Supply chain champions

It’s clear that the fallout from this year will affect decommissioning execution and forecasting over the medium term. Even though operators like Chrysaor and Shell have been able to forge ahead with topsides and jacket removals, a considerable volume of work has still been pushed to the right, particularly on the wells front. At the same time, the acceleration of COP at some assets means contractor schedules may become increasingly pressured in the coming years.

In addition to championing the value of long-term flexible contracting, Shell U.K.’s William Lindsay warns of the danger of  speeding up COP processes without due considerations: “Generally the  most cost effective  decom is done when you prepare for decom whilst still operating [and undertake] well decommissioning in parallel with production… What comes after that is relatively low cost for the operator. With the acceleration of COP at a number of developments, without that preparation time, it means that ultimately they will likely pay more in the long run.”

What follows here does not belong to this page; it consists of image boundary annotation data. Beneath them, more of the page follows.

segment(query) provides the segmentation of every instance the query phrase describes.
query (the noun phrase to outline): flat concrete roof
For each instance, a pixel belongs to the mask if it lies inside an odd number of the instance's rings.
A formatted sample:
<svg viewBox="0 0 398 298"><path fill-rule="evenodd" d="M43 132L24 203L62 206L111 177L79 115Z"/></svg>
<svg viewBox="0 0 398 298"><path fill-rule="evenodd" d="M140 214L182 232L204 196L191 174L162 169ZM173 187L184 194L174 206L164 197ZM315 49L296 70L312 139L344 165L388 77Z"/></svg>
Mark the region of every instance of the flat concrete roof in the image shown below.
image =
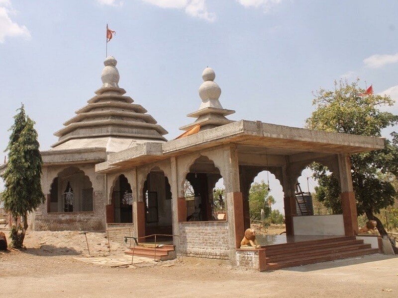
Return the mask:
<svg viewBox="0 0 398 298"><path fill-rule="evenodd" d="M315 131L240 120L182 139L162 143L147 143L110 154L97 164L99 172L136 166L227 144L298 151L354 153L383 149L385 139Z"/></svg>
<svg viewBox="0 0 398 298"><path fill-rule="evenodd" d="M48 150L40 151L44 165L98 163L106 160L106 148Z"/></svg>

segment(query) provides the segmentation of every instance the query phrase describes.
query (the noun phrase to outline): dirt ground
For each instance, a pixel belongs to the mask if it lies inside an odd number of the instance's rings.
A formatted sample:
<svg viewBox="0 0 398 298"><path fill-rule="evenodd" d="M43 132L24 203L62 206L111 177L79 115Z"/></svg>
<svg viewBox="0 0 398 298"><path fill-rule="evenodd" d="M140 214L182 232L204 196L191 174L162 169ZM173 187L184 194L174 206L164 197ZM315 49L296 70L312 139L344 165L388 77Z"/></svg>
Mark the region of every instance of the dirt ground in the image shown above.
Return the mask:
<svg viewBox="0 0 398 298"><path fill-rule="evenodd" d="M107 255L100 233L88 234L93 254ZM44 242L44 243L43 243ZM398 258L379 254L258 272L228 263L183 258L170 267L108 268L88 256L77 232L30 232L26 250L0 253L0 297L397 297ZM117 248L117 245L119 246ZM123 244L111 243L120 255Z"/></svg>

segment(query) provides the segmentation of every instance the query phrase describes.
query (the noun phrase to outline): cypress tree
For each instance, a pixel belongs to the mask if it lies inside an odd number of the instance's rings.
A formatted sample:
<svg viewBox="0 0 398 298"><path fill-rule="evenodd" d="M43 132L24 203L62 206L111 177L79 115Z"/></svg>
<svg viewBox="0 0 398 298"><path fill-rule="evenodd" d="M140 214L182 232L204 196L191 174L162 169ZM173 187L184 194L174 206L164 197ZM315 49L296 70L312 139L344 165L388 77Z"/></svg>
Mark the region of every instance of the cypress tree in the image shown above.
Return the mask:
<svg viewBox="0 0 398 298"><path fill-rule="evenodd" d="M4 209L13 218L11 245L20 248L28 228L27 213L44 203L45 197L40 182L43 160L34 122L26 116L23 105L17 111L6 149L7 168L1 177L5 185L2 196ZM23 226L17 225L19 217L23 219Z"/></svg>

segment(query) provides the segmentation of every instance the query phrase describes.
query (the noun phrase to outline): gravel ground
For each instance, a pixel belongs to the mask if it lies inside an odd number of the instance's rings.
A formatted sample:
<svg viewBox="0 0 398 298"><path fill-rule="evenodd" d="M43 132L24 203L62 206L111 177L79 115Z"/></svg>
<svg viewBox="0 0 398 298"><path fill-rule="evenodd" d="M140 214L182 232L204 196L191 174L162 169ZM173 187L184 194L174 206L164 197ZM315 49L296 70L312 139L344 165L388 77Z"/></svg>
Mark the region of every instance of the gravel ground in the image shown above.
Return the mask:
<svg viewBox="0 0 398 298"><path fill-rule="evenodd" d="M91 246L98 247L93 253L106 254L103 234L90 233L88 237ZM0 253L1 297L324 298L398 295L398 258L379 254L260 273L233 268L224 261L191 258L174 261L170 267L136 269L86 264L74 259L87 255L84 236L75 232L30 232L26 244L26 250ZM120 247L112 253L121 253L124 248Z"/></svg>

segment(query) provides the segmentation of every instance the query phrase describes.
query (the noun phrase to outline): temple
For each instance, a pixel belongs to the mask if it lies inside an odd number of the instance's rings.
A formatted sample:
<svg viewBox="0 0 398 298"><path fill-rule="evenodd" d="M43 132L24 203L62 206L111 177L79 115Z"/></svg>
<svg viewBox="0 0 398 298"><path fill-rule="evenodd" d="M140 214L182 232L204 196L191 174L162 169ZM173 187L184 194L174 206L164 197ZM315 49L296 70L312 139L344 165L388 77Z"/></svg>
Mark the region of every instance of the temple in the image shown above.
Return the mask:
<svg viewBox="0 0 398 298"><path fill-rule="evenodd" d="M164 237L168 246L161 257L229 260L260 270L378 251L356 237L349 157L383 149L383 139L230 120L235 111L221 105L221 88L207 68L199 109L187 115L195 120L180 128L199 129L167 141L167 132L124 95L116 63L113 57L105 59L96 95L55 133L52 148L42 152L47 199L33 215L35 230L128 228L139 242L155 234ZM297 180L313 162L337 177L342 214L298 214ZM264 170L283 189L286 240L242 248L250 227L249 190ZM221 178L225 196L217 199L213 190Z"/></svg>

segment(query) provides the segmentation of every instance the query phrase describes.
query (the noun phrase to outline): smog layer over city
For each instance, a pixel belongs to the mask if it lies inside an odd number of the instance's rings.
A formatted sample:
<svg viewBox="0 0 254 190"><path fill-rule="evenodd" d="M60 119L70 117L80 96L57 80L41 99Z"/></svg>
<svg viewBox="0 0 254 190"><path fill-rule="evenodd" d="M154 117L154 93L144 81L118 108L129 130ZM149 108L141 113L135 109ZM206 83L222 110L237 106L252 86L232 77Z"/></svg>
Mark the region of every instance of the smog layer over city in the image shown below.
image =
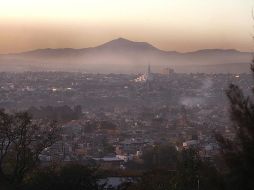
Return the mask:
<svg viewBox="0 0 254 190"><path fill-rule="evenodd" d="M253 190L253 0L0 0L0 189Z"/></svg>

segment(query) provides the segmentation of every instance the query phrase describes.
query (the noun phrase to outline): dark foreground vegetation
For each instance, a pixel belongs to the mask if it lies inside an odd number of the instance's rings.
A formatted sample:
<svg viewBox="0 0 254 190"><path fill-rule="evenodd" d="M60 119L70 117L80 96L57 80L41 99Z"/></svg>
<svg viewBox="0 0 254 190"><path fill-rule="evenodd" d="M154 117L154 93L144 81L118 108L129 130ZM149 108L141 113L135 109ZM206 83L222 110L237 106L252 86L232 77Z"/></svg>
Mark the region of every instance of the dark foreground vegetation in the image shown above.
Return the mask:
<svg viewBox="0 0 254 190"><path fill-rule="evenodd" d="M201 157L195 149L176 151L172 146L158 145L144 152L142 163L130 165L133 171L140 167L142 172L132 174L133 179L118 189L254 189L253 97L245 97L233 84L226 93L236 136L229 140L216 134L221 147L216 161ZM76 110L73 112L79 113L79 109ZM110 173L100 171L96 165L40 164L40 153L60 138L59 131L55 122L38 122L28 113L1 110L0 189L113 189L106 185L107 180L100 182L110 177ZM120 172L119 175L126 174Z"/></svg>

He is equally concerned over the potential for mass schedule changes across the whole industry, in light of the disruption caused by COVID-19. Again, he says, long-term flexible agreements are key to ensuring that the supply chain has the certainty of campaigns of work: “If everyone changes plans continually then the supply chain won’t invest and do things at very low margins, which really restricts innovation. In an evolving industry you need innovation to reap the benefits, not tomorrow but in the longer term.”

Chrysaor’s Robert Stevenson is also keen to stress the importance of education and feedback from successful campaigns, to help contractors avoid inefficient execution methods or outdated technology. “Lots of companies will want to be involved in decommissioning – but are they going to adapt and change? Because that’s what’s needed. I think there is a lot of education required. Everybody wants a piece of it, whether they can do it or not, and many approaches tend to be: ‘We’ll learn as we go.’”

Nevertheless, the feedback from operators during an unprecedented year is glowing – and contractors and the wider industry supply chain clearly have plenty to be proud of in their performance. “This year’s unprecedented challenges including the pandemic and volatile commodity prices have given our world-class but hard-pressed supply chain the chance to test its mettle, with strong evidence that operators and contractors are working effectively to improve efficiency and delivery of safe and environmentally sensitive decommissioning,” adds Joe. “Maintaining momentum and providing focus and initiative towards areas of less activity, such as well decommissioning, is key if we are to ensure the UK becomes a centre of excellence, leading the way and exporting its expertise around world as other basins mature.”

“This is their time of need, lets fight with them so they can continue to do a good job,” he adds.

As William concludes: “The ability to continue to do activity when so many other industries have ground to a halt, it has to be acknowledged that the supply chain supporting us this year have done an amazing job… I think it is a very good example of the fact that we can really rely on the supply chain to deliver.”

This article first appeared in the Autumn 2020 Issue of Wireline.